An extra radial layer of drift tubes
and CsI(Tl) crystals will be added.
Simulation:
Keith Hamasaki (UH graduate student) and Jorge
Rodriguez have begun defining the geometry for a GEANT simulation
of a standalone BEAST. The mask geometry was
extracted from the GSIM of BELLE. Bozek noted that the
beampipe should be modified. In BEAST it will be 1mm thick
Al rather than thin Be.
Drift tubes:
Have succesfully tested the prototype PCB readout board. A block
diagram and list of properties
is shown in ~browder/beast/tube_readout.ps on bwg03.
The DC signal has a gain of 22 mV/microamp. The DC output level
will be in the range -10 V to + 10 V. The PCB design is about
to be submitted.
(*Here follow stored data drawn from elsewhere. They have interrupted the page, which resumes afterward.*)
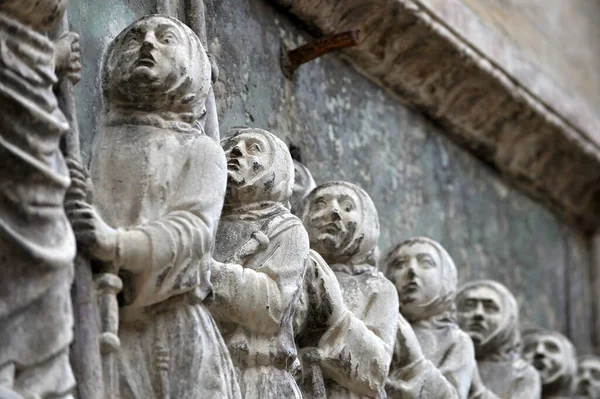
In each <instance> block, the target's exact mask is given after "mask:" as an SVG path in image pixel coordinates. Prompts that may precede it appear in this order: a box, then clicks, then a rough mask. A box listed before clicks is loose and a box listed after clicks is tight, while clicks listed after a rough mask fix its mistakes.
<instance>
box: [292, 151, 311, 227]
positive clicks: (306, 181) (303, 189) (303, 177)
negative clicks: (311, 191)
mask: <svg viewBox="0 0 600 399" xmlns="http://www.w3.org/2000/svg"><path fill="white" fill-rule="evenodd" d="M316 186H317V184H316V183H315V179H313V177H312V174H311V173H310V170H308V168H307V167H306V166H305V165H303V164H301V163H300V162H298V161H296V160H294V190H293V192H292V198H291V199H290V203H291V206H292V213H293V214H294V215H297V216H298V215H299V214H300V213H301V212H302V201H303V200H304V197H306V196H307V195H308V193H310V192H311V191H312V190H313V189H314V188H315V187H316Z"/></svg>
The final boards will be populated at a rate of
3/day by students and technicians.
The drift tubes should be finished by the beginning of July.
Diodes:
Two prototypes were required for the readout board.
We will probably only measure the
leakage current as was done for the BABAR commissioning diodes.
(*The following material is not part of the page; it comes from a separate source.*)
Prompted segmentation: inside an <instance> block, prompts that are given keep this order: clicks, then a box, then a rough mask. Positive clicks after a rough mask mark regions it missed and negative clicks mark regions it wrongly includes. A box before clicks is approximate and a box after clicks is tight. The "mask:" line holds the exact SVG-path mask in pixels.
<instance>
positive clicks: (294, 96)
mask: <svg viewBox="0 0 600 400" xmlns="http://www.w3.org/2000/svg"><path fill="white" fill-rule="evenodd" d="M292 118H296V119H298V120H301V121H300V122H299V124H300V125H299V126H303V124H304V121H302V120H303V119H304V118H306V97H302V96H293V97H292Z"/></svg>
The final PCB board should be back before the end of June.
All the readout boards will be populated by the end of July.
Testing of the available diodes will be going on in parallel.
The layout of the mechanical holder for the diodes
was finalized. Recall that in order to distinguish SR and lost
particles, there are two diode layers separated by Pb. There is also
a RTD in the sandwhich for temperature calibration. The mechanical layout
is shown in ~browder/beast/diode_mechanical.ps on bwg03.
EFC:
Ueno showed drawings of the partial EFC that will be installed
at the time of commissioning. There will be 4 3 x 3 arrays in
both the backward and forward directions or a total of 36 crystals
in each direction. Dose monitoring devices (TLDs/MOSFETs)
will be needed for both the EFC and CsI(Tl) crystals.
Structure:
Rosen presented a new concept for the mechanical structure which
incorporates the constraints of the concrete radiation shield,
the 15 CsI(Tl) crystals and the additional radial layer of drift
tubes. After discussion, it was decided that the new layer of about 24
drift tubes will be uniformly spaced in phi. The CsI(Tl) crystals will be
supported on shelves that can be adjusted in dip angle. There will
be test crystals that correspond very roughly to the locations of the barrel
and endcap crystals.
Because of mechanical constraints from the concrete shield, these will be
closer in radius than the BELLE barrel crystals.
A table to hold the diode and drift tube PCB amplifiers
will also be designed to fit into the structure. More details
of the SVD quadrant in the BEAST structure, which now has three layers,
have to be worked out as well.
Testing:
There are no fixed target test beams available at KEK until next year.
BEAST testing and debugging will be done with cosmics and sources.
DAQ:
Discussions with the Australians are ongoing. It was
noted that LABVIEW which is used for
testing of diodes/drift tubes at UH cannot accomodate high rates.
A UNIDAQ like system such as that used in the TOF and
ACC beam tests is a possibility. Other existing DAQs may also be
copied or used. More input and discussion is needed.
The file ~browder/beast/daq_require.ps shows Sahu's first pass
at a channel count for DAQ and cabling. Digitization of the
pulseheights from the tubes may not be necessary. Connecting a few channels
to a multichannel pulse height analyser will probably be sufficient
to diagnose the presence of SR X-ray lines. This will ease the
CAMAC module requirements. It is also possible
to readout subsystems (e.g. CsI, diodes, tubes) independently.
Sakai noted that we plan to send only
one or two background signals to the accelerator control room.
On the other hand, we will need to extract a great deal
of information from the accelerator database.